Citing factors including high battery costs, limited range performance for the money, and possible lack of sufficient customers, Car & Driver magazine this week reported that Wolfgang Dürheimer, Audi’s new head of R&D put a halt to the development.

The magazine said it was “explicitly” told the R8 e-tron project may not be restarted with battery costs and range among the top prohibitive obstacle, among “numerous” reasons.

The publication also called out those in the battery industry who it says have over-hyped battery technology, promising a “game-changing” increase in energy density is always right around the corner.

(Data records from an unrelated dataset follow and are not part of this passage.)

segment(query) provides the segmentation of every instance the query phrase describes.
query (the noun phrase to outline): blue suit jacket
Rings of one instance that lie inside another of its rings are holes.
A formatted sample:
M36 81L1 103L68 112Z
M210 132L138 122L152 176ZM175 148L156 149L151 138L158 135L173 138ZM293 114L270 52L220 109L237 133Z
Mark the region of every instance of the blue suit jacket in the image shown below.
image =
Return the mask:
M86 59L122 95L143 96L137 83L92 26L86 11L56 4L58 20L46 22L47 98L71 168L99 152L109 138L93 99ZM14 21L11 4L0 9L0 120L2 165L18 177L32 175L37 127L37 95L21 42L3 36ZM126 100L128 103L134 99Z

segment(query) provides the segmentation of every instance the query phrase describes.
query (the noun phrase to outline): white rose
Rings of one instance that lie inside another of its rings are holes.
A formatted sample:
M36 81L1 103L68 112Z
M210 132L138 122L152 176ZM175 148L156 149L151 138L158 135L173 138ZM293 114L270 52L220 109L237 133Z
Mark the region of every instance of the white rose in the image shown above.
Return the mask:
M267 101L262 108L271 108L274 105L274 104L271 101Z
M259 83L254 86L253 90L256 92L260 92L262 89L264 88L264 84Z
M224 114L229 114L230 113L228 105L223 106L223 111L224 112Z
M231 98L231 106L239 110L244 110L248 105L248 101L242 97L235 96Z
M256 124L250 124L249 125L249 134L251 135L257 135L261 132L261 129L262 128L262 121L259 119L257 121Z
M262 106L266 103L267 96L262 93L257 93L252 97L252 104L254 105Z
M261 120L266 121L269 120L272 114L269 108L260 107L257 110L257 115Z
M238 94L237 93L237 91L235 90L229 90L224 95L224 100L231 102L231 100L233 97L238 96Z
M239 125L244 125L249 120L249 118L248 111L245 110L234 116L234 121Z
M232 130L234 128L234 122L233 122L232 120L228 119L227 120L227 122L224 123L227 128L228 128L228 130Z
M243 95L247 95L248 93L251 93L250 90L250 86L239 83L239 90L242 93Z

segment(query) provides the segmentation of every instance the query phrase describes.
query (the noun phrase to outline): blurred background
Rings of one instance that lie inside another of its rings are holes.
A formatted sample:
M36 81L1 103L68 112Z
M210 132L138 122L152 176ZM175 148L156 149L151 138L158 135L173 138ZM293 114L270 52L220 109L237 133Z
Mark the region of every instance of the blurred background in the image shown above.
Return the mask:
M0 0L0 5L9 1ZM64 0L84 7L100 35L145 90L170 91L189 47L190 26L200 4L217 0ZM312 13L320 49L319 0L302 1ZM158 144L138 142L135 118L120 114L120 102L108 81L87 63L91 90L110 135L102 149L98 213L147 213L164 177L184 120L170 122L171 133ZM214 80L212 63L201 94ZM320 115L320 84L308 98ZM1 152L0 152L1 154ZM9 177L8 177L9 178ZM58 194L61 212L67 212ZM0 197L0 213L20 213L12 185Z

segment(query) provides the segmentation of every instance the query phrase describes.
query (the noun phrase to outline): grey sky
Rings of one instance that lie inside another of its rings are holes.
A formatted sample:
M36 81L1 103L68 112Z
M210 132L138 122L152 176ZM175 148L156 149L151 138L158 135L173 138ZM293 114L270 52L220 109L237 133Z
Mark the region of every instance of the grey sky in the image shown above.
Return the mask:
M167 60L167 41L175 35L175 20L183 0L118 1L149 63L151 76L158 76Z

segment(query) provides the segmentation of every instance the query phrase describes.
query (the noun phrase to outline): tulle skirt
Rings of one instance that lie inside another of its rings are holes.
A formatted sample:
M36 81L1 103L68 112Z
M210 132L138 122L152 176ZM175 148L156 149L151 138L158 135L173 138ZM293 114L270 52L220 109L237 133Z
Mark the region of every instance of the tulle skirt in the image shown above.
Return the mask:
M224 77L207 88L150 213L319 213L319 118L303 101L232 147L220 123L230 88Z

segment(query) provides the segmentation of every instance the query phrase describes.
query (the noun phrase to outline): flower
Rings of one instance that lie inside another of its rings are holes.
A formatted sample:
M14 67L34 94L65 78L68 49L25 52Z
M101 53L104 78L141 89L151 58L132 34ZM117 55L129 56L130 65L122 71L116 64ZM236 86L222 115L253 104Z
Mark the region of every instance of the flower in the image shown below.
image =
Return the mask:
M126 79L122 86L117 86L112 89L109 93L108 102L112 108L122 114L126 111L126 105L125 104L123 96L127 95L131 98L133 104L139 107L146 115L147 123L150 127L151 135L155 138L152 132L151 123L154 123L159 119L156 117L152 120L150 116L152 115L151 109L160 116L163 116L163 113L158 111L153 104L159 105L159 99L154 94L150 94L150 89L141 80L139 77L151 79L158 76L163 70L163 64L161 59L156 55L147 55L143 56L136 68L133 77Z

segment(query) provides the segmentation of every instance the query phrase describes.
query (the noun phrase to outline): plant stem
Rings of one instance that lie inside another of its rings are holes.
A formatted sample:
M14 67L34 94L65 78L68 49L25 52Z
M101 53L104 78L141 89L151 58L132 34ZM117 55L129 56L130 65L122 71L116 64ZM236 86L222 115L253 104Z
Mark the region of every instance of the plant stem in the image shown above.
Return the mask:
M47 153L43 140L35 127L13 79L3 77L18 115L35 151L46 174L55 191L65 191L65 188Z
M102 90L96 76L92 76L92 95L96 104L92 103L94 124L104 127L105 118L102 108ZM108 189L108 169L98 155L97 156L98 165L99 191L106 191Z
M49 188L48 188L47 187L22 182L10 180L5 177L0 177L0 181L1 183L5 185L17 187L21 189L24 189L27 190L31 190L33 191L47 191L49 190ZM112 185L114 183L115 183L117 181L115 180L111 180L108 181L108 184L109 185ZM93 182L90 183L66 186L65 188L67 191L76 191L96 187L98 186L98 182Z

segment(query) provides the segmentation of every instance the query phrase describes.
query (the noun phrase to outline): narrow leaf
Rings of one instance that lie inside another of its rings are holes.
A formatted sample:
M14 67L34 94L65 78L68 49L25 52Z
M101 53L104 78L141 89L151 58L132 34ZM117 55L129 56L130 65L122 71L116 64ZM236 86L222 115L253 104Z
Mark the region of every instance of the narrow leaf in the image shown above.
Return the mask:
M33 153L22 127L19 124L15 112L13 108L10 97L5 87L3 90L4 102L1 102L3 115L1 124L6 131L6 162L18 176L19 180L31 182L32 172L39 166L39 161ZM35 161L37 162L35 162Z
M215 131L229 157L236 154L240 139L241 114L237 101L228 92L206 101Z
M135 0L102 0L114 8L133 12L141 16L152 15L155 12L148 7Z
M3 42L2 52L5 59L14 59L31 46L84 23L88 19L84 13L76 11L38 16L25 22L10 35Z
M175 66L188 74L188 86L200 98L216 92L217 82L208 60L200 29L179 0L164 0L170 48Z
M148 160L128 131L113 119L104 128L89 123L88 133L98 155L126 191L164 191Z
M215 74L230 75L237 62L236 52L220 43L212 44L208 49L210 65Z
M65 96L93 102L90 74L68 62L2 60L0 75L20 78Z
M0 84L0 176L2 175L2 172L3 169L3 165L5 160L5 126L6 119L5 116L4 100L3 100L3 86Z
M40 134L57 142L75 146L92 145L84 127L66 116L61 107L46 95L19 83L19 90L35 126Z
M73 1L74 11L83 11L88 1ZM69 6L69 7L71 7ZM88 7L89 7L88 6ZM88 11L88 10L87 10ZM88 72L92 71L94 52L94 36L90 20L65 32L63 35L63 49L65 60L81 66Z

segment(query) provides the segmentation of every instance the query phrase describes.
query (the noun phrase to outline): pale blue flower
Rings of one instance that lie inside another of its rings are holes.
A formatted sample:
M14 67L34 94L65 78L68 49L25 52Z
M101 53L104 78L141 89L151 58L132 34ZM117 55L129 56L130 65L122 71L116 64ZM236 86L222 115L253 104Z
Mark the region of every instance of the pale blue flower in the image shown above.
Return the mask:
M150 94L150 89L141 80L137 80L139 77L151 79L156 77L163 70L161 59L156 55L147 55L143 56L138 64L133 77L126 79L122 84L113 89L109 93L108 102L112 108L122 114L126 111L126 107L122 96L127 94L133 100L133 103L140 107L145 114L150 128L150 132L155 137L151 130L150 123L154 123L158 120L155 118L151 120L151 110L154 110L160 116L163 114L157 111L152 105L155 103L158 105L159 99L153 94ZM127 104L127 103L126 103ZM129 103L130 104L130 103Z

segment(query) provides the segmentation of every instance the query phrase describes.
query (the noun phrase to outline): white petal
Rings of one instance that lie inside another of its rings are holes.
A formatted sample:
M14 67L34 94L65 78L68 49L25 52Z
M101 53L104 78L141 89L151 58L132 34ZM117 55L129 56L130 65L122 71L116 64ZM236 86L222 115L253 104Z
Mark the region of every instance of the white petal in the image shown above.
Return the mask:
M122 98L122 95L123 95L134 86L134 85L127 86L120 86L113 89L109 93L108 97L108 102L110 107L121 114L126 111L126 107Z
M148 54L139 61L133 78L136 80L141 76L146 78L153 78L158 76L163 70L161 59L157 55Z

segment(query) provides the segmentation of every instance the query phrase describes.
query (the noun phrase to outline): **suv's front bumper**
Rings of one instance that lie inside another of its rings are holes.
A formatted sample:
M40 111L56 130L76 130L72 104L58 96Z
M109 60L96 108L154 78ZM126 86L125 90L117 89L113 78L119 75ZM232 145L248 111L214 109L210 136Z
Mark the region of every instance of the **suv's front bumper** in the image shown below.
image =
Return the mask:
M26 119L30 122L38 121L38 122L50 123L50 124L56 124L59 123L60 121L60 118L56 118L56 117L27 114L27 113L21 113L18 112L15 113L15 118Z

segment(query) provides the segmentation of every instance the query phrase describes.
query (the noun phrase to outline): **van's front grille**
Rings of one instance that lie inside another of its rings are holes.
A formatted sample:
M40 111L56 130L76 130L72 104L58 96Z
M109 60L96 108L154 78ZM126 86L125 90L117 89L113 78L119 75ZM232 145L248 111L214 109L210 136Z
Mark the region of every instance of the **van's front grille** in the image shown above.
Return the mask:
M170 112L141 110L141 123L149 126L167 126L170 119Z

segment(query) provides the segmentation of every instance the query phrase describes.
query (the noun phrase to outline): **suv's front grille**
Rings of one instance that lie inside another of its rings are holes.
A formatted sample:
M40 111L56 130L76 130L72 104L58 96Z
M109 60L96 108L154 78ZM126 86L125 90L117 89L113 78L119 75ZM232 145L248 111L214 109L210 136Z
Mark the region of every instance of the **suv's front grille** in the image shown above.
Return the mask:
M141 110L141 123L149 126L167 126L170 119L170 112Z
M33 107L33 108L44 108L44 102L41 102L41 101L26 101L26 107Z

However, there is truth to the assertion batteries are getting better, the question is how much, and the fact is until a bona fide paradigm shift is delivered, it does remain talk. But promising projects to develop new and existing technologies are underway, but apparently not fast enough for the German automaker.

The Audi R8 e-tron prototype over the last few years has in previous demonstration runs been known to run out of juice at inopportune times – such as Le Mans in 2010. More recently in June this year, it was seen turning hot laps at the ever-popular and not particularly secret testing track that is the Nürburgring.

Audi’s ultimate EV had previously been reported by various publications to have MSRP estimates ranging in 20090 at around $150,000 to as high this year as an estimated $242,000.

The company also showed off such innovations as digital electric rear-view mirrors, and a video highlighting development of it’s e-sound signature to warn off pedestrians with an aurally acceptable and evocative tone suitable for the likes of a high-end e-sports car.

Car & Driver said it was tentatively planning a shootout with the pending – and not canceled – Mercedes-Benz SLS AMG Electric Drive, but this now appears as though it will not happen.

So now at the upper echelon level – perhaps more understandable than entry level – Audi has backed away to leave Mercedes to continue onward – not unlike how Toyota brass in Japan have said it would back away from all-electric small city cars, while Nissan is going full-bore ahead.

Apparently EVs can be portrayed either way – as good-enough and getting better, or not ready for prime time, depending on perceived market and technological realities combined with an automaker’s own in-house risk tolerance.